S’il fallait encore une illustration que Graveyard est bien un “groupe à part”, 6, leur nouvel album, se pose là. Laissé pour (presque) mort il y a quelques années, le groupe est revenu nous botter les fesses en 2018 avec l’excellent Peace, une synthèse incandescente de leur carrière déjà remarquable, l’un de leurs disques les plus heavy à ce jour. Rappelons aussi que le groupe s’est rapidement élevé au top de cette mouvance musicale (retro rock / vintage rock / proto rock aux racines 70’s), se tirant un peu la bourre avec leurs confrères Witchcraft il y a encore quelques années ; on observe ces derniers partir en vrille depuis quelques années, et l’on attendait donc de ce 6 l’album de la consécration…
Il ne faut pas longtemps pour constater que, plutôt que de se reposer sur ses acquis et s’imposer avec un disque de la “surenchère heavy rock”, Graveyard adopte un chemin de traverse complètement imprévisible : on attendait des brulots incandescents, des salves heavy rock énervées, du riff éreintant… Or 6 n’est quasiment composé que de mid-tempo ou balades, pour certaines très vaguement saturées… Le constat est difficile mais s’impose très vite, rendant les premières écoutes délicates. On ne voulait pas ça, et on est un peu pris au dépourvu.
Mais c’est Graveyard, quand même, alors on pousse un peu pour lui donner quelques tours de piste supplémentaires. Et clairement, l’ensemble prend un tour plus séduisant avec le temps. Pourquoi ? Parce qu’il y a un sacré talent de songwriting derrière, quand même… On retrouve de la mélodie groovy (“Just a Drop”, “Godnatt”), quelques envolées lyriques planantes (“Bright Lights”, “Rampant Fields”), et quand même quelques effusions énervées, mais rares (le rock’n’roll incandescent de “Twice”, superbe démonstration du savoir faire du groupe)… Et là où on ne les attend pas vraiment, de vrais moments de grâce, comme cet onctueux “No Way Out”, dont le refrain grandiose, parfaitement arrangé (cordes, chœurs discrets…) file la chair de poule (il y a du Jeff Buckley dans la ferveur vocale de Nilsson sur ce final en crescendo), le final heavy blues brulant de “Breathe In Breathe Out”, ou encore ce fiévreux “I Follow You”, entêtant et enivrant.
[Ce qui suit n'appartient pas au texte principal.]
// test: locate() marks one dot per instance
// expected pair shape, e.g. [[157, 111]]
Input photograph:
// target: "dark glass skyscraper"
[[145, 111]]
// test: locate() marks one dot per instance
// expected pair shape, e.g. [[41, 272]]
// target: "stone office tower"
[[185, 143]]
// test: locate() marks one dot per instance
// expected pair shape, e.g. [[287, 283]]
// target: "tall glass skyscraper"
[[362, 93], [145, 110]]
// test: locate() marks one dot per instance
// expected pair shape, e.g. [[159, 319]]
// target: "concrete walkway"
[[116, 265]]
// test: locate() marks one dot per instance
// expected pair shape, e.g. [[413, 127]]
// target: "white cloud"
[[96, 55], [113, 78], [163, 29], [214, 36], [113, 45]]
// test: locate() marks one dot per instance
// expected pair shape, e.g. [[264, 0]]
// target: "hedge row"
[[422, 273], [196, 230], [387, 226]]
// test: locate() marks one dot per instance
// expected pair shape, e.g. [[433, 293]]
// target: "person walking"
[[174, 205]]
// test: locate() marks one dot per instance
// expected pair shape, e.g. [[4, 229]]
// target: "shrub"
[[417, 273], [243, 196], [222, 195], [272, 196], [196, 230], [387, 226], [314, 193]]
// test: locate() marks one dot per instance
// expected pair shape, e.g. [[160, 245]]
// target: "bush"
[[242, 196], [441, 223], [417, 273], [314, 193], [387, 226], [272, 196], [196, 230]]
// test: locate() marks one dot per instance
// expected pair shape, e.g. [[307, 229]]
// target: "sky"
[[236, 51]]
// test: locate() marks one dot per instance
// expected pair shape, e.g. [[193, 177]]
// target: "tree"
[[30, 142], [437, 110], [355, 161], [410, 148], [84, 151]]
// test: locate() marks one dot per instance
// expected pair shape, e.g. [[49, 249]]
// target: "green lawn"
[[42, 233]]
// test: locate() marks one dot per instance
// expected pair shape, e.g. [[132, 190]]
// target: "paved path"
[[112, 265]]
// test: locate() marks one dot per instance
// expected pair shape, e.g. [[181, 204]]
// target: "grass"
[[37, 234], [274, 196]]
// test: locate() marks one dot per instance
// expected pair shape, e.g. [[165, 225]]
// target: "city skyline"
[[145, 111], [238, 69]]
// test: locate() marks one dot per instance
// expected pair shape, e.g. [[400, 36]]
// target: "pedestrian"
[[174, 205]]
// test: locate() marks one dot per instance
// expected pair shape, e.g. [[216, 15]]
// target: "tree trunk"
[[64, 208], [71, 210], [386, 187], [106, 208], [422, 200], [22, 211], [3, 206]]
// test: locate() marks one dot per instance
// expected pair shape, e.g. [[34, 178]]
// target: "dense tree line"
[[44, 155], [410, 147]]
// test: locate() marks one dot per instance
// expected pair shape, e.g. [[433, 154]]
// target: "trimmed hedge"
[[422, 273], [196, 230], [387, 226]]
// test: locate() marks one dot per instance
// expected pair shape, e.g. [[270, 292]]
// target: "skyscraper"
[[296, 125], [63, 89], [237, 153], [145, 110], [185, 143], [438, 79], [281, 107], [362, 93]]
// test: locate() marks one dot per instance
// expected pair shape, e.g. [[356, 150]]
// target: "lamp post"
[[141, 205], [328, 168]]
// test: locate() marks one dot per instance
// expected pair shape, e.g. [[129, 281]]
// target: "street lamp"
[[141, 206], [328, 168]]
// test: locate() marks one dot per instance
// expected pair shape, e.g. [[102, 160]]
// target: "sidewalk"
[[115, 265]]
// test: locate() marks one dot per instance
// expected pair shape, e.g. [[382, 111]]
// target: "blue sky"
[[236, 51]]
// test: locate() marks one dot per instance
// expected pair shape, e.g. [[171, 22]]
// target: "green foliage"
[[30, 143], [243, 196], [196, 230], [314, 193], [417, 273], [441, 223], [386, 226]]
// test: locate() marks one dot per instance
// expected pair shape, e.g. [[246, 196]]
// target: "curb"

Encore une fois Graveyard n’est pas où on l’attend, mais il est bien au rendez-vous de la qualité. 6 ne plaira donc pas aux amateurs des titres les plus enragés du répertoire de nos suédois, mais il devrait rassurer ceux qui pouvaient craindre un déficit d’inspiration du quatuor, après une période COVID ravageuse, et cinq années sans rien à se mettre sous la dent. Le temps dira si ce sixième album est un album majeur dans la carrière de Graveyard ; il est en tout cas le plus “calme”, sans aucun doute, mais pas le moins inspiré, loin s’en faut.